My heart is pounding with excitement at the chance to interview the irresistible Colt McCall from June Kearn’s book.

What were your first impressions of Miss Annie Haddon?
First off? As if a scruffy dog had suddenly appeared and attached itself to me. Yeah, someone’s stray, a pampered pet – one that wasn’t particularly biddable, either. For such a small fry though, she seemed to have a pretty big mouth. A talker, too – mite too fond of her own opinions to my mind, at the time. No idea what she’d landed herself into, either. Not … a … single, solitary clue.
Annie called you intimidating and you certainly don’t suffer fools readily. Would your life be easier if you were more diplomatic?
Let’s face it, shall we? Annie was white, English, opinionated. Not a hope in hell of understanding someone like me. As for diplomacy! Well, the West belongs to the meat-eaters, always has, always will. The meek don’t inherit much west of Chicago. Anyway, a man needs to show he can defend himself. If people think he can’t, he’s in trouble.
You seem to have a very bad opinion of the English. What have they ever done to you?

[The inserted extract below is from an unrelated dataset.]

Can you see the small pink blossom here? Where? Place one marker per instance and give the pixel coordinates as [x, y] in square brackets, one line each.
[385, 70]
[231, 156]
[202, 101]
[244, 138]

Ha, tried to wipe out all rotten traces of Indian for starters. At Mission School, I was taught by an Englishwoman. She thought I was barely house-trained and had the idea that a daily dose of British poets and Shakespeare was the best way to civilise little hell-raisers like me. Along with not letting me speak my mother’s language, of course – shaving my head and beating manners and the Bible into me.
Yeah, one thing I’ve learned about the English: You don’t tell them, they tell you.
You don’t seem to be a typical Texan and yet you seem to have some good friends. What do these friends have in common?
I guess they’re all … outsiders? Yeah, every damn one, when I come to think about it. The displaced, the hunted, the ignored. Mostly fighters for their own rights, of course, their own land. For years, we’ve been killing off their food, stealing their hunting grounds, robbing them blind.
Are the divisions of the Civil War still causing problems in Texas?
Well, what do you think? Draw a line down the middle of any country – you’re asking for trouble. Somehow, it makes some folk feel more entitled to boss others around. Take Southerners, for example. Robert E. Lee still adorns many a parlour wall round here. Oh, yeah. Plenty haven’t been too keen on freeing their slaves, either.
You seem to find Miss Haddon just a little too talkative, but do you think she has changed her feelings about Texas since you first met her?
Well, I guess when we first met, Annie was just trying to make sense of everything – questions, questions, questions. Her main concern, first off – if you’d care to believe it – was about losing those bound copies of Dickens in her trunk! While I was just hell-bent on getting us as far away as possible from the Comanche.
Even from her first arrival though, she seemed to love the landscape. Nothing had prepared her, she once told me – for that vast open space, the wide, wide vista. Fluted rock on the horizon soaring to meet limitless blue sky. The throat-catching beauty, the loneliness.
You can’t just pass through this landscape, y’know. It reaches out and draws you in, every time.
And now? Guess Annie knows that she belongs here.
And have you changed your opinion of her?
Oh, yeah. My opinion probably started to shift when she teamed up with two outlaws, swallowed a quart and a half of whisky and started a bar-room brawl – after trying to stare down that Comanche brave, of course.
It was her first ever time away from the protection of her relatives. I’d expected fear, silence, trepidation. Instead, she showed intelligence and courage, plus a real delight at being able to truly be herself.
Thank you, Colt, it’s been a privilege to hear your view of Texas both from your own opinions and those of “the Englishwoman.”